Kehilangan Kepercayaan
Sumber: Liza Summer dari pexels.com
Ada sebuah pernyataan yang cukup menarik dimana Steven Covey menuliskan tentang the speed of trust. The speed of trust yang beliau tuliskan menyatakan bahwa salah satu masalah terbesar dari anggota yang tidak produktif adalah tidak percaya pada management dan pemimpinnya. The absence of trust (kehilangan rasa percaya) adalah tanda dysfunction yang pertama. Nah, ada beberapa tanda dimana anggota sudah menunjukkan ketidakpercayaan, seperti sering menyampaikan kabar buruk, tidak mau terlihat jelek dan selalu menutup-nutupi masalah.

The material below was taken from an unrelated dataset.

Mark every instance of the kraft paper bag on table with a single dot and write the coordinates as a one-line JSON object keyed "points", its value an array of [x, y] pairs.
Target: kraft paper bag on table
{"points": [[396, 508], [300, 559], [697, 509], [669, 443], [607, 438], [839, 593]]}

Selalu Menghindari Konflik
Sumber: Tima Miroshnichenko dari pexels.com
Ciri yang kedua adalah selalu menghindari konflik yang terjadi. Ketika seseorang mulai menghindari konflik, berarti dia sedang mencari yang disebut keharmonisan palsu. Ini terjadi karena dia takut terjadi benturan terjadi konflik yang tidak diinginkan. Konflik tidak selalu berarti pertengkaran, namun bisa juga merujuk pada perbedaan pendapat. Ketika seseorang mulai menghindari konflik, maka aturan sulit untuk dilaksanakan. Contohnya seperti seorang pemimpin yang tidak berani menegur anggotanya karena malas terjadi perdebatan, malas berbicara dan membiarkan anggotanya bertindak semaunya.
Tidak Ada Komitmen
Sumber: Andrea Piacquadio dari pexels.com
Ciri dysfunction yang ketiga adalah tidak adanya komitmen untuk ikut serta dalam pekerjaan tim. Kekhawatiran akan konflik menghasilkan kurangnya komitmen dalam suatu pekerjaan. Orang seperti ini lebih suka untuk mengerjakan pekerjaan yang mudah, tidak terlalu ribet dan menghindari dari tanggung jawab yang besar.
Tidak Ada Tanggung Jawab
Sumber: Andrea Piacquadio dari pexels.com
Ciri dysfunction yang keempat adalah ketika anggota tidak mau diminta pertanggung jawaban (lack of accountability). Yaitu saat seseorang menghindari tanggung jawab dengan mencari-cari alasan dan menciptakan skenario untuk menghindar dari tanggung jawab. Bahkan terkadang menyalahkan orang lain dan keadaan demi menghindari tanggung jawab pada dirinya.
Tidak Memperhatikan Hasil
Sumber: Andrea Piacquadio dari pexels.com
Ciri yang kelima yaitu tidak memperhatikan hasil. Ini terjadi karena ego dari setiap anggota yang fokus pada diri mereka masing-masing daripada kemajuan dan tujuan dari tim. Ciri kelima ini merupakan ciri yang paling fatal, karena apabila tim tidak memperhatikan kualitas hasil dan tujuan dari tim, maka bisa dibilang tim tersebut telah kehilangan fungsi untuk mencapai tujuan.
Nah, dari beberapa poin di atas, pemimpin harus memperhatikan kegiatan dan perencanaan pada tiap anggota. Karena terjadinya dysfunction bisa berdampak buruk pada kemajuan dan kerja sama tim. Maka dari itu sangat penting untuk memelihara budaya kerja sama dan membangun hubungan baik antar anggota dengan pemimpin agar dapat melakukan pekerjaan secara optimal.